All Products
Search
Document Center

Realtime Compute for Apache Flink:Develop PyFlink jobs

Last Updated:Mar 26, 2026

Develop, debug, and deploy PyFlink jobs on Realtime Compute for Apache Flink. This guide covers environment setup, API selection, user-defined functions (UDFs), connector configuration, debugging, and deployment.

For a complete walkthrough, see Quick start with PyFlink jobs.

Prerequisites

Before you begin, make sure you have:

Constraints and limits

Constraint Details
Flink version Apache Flink 1.13 and later
JDK compatibility JDK 8 and JDK 11 only; make sure third-party JARs are compatible
Scala compatibility VVR 4.x: Scala 2.11 only; VVR 6.x and later: Scala 2.12 only
Pre-installed Python libraries Includes pandas, NumPy, and PyArrow. For the full list, see Pre-installed software packages
Built-in connectors Available in VVR 11.2 and later

Set up your local environment

Match the Python version

The Python version in your local environment must match the one pre-installed in your target Ververica Runtime (VVR) engine:

  • VVR earlier than 8.0.11: Python 3.7.9

  • VVR 8.0.11 and later: Python 3.9.21

Check your current Python version:

python --version

If the version does not match, install the required version or use a tool such as pyenv to manage multiple Python versions.

Install PyFlink

Install PyFlink with a version that matches the Apache Flink version in your target VVR engine. For example, if your deployment uses vvr-8.0.9-flink-1.17, install:

pip install apache-flink==1.17.2

The version pattern is: vvr-X.X.X-flink-Y.YY maps to apache-flink==Y.YY.*.

Choose an API

PyFlink supports Table API/SQL and DataStream API. Table API/SQL is strongly recommended for most use cases:

Criterion Table API/SQL DataStream API
Performance Execution plans run entirely in the JVM after optimization Per-record serialization and deserialization between JVM and Python adds significant overhead
Connector support Full support for connectors, data formats, and window functions Limited
Community priority Prioritized by the Apache Flink community Lower priority

Use DataStream API only when SQL cannot express your complex custom logic.

Set up your project

The recommended project structure:

my-flink-python-project/
├── my_job.py                # Main job file
├── udfs.py                  # User-defined functions (optional)
├── requirements.txt         # Third-party Python dependencies (optional)
└── config.properties        # Configuration file (optional)

Manage dependencies

To use custom Python virtual environments, third-party Python packages, JARs, or data files in PyFlink jobs, see Use Python dependencies.

Write user-defined functions

The following example shows a user-defined scalar function (UDSF) that masks sensitive data in phone numbers:

from pyflink.table import DataTypes
from pyflink.table.udf import udf

@udf(result_type=DataTypes.STRING())
def mask_phone(phone: str):
    """Mask phone number: keep the first three and last four digits; replace middle digits with ****."""
    if phone is None or len(phone) != 11:
        return phone
    return phone[:3] + '****' + phone[7:]

Register the UDF in a SQL job:

CREATE TEMPORARY FUNCTION mask_phone AS 'udfs.mask_phone' LANGUAGE PYTHON;
INSERT INTO sink_table
SELECT name, mask_phone(phone) AS masked_phone
FROM source_table;

To register, update, or delete UDFs, see Manage user-defined functions (UDFs).

Configure connectors

Connectors let your PyFlink job read from and write to external systems.

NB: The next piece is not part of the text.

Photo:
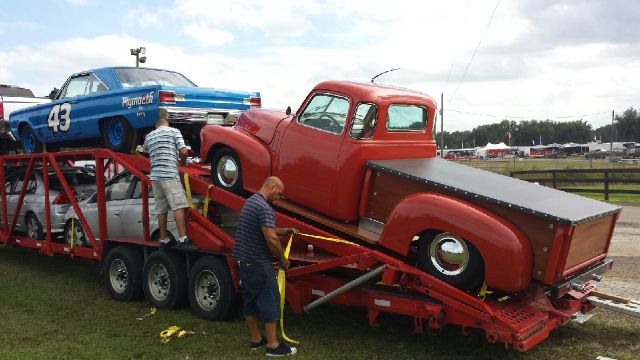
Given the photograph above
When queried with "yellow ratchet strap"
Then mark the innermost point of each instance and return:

For supported connectors, see Supported connectors.

  1. Log on to the Realtime Compute for Apache Flink console.

  2. Click Console in the Actions column of the target workspace.

  3. In the left navigation pane, click Artifacts.

  4. Click Upload Artifact, and select the Python package for the target connector. Download official Python packages for Flink connectors from the connector list.

  5. On the O\&M \> Deployments page, click Create Deployment \> Python Job, select the connector package in Additional Dependencies, configure the other parameters, and deploy the job.

  6. Click the job name. On the Configuration tab, go to Parameters, click Edit, and add the connector package path in Other Configuration. For multiple connector JARs, separate them with semicolons:

    pipeline.classpaths: 'file:///flink/usrlib/connector-1.jar;file:///flink/usrlib/connector-2.jar'
  7. Optional: To use built-in connectors, formats, or catalogs (available in VVR 11.2 and later), add the following configuration in Other Configuration under Parameters:

    ## Use multiple built-in connectors
    pipeline.used-builtin-connectors: kafka;sls
    ## Use multiple data formats
    pipeline.used-builtin-formats: avro;parquet
    ## Use multiple existing catalogs
    pipeline.used-builtin-catalogs: catalogname1;catalogname2

For complete connector usage examples, see Complete sample code.

Debug a job

When you implement a Python UDF, use the logging module to output log information for troubleshooting:

import logging

@udf(result_type=DataTypes.BIGINT())
def add(i, j):
    logging.info("Computing add: %s + %s", i, j)
    return i + j

View the output in the TaskManager log files.

Debug locally

By default, Realtime Compute for Apache Flink cannot access the internet, so your code may not connect directly to online data sources for testing. Use one of the following approaches:

  • Unit tests: Run independent unit tests on your UDFs to verify logic correctness.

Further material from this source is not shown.